Rhoma Irama, dangdut dijadikan sebagai alat berdakwah, yang jelas terlihat dari lirik-lirik lagu ciptaannya dan dinyatakan sendiri olehnya. Hal inilah yang menjadi salah satu pemicu polemik besar kebudayaan di Indonesia pada tahun 2003 akibat protesnya terhadap gaya panggung penyanyi dangdut dari Jawa Timur, Inul Daratista, dengan goyang ngebor-nya yang dicap dekaden serta “merusak moral”.
Jauh sebelumnya, dangdut juga telah mengundang perdebatan dan berakhir dengan pelarangan panggung dangdut dalam perayaan Sekaten di Yogyakarta. Perdebatan muncul lagi-lagi akibat gaya panggung penyanyi (wanita)-nya yang dinilai terlalu “terbuka” dan berselera rendah, sehingga tidak sesuai dengan misi Sekaten sebagai suatu perayaan keagamaan.

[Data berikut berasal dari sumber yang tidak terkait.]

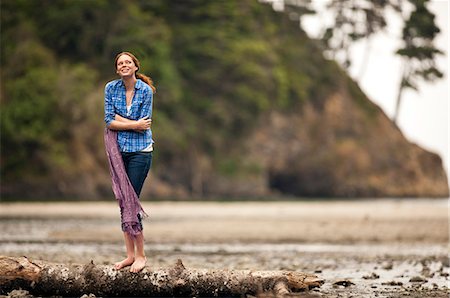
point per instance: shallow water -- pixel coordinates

Namun, hilangnya Inul bukan berarti berakhirnya era joget. Justru setelah Inul, ada puluhan bahkan ratusan penyanyi dangdut yang menjadikan goyang khas sebagai jualan utamanya. Belum reda fenomena Inul, kemudian muncul penyanyi dangdut baru yang tidak kalah kontroversial dari Jember yakni Dewi Persik. Dewi Persik mengenalkan “goyang gergaji” sebagai pelengkap menyanyi dangdut. Belum lagi usai fenomena goyang Inul dan Dewi Persik, kemudian disusul oleh kemunculan Trio Macam yang identik dengan dandanan pirang dan seksi. Trio Macan ini juga lahir dari Jawa Timur.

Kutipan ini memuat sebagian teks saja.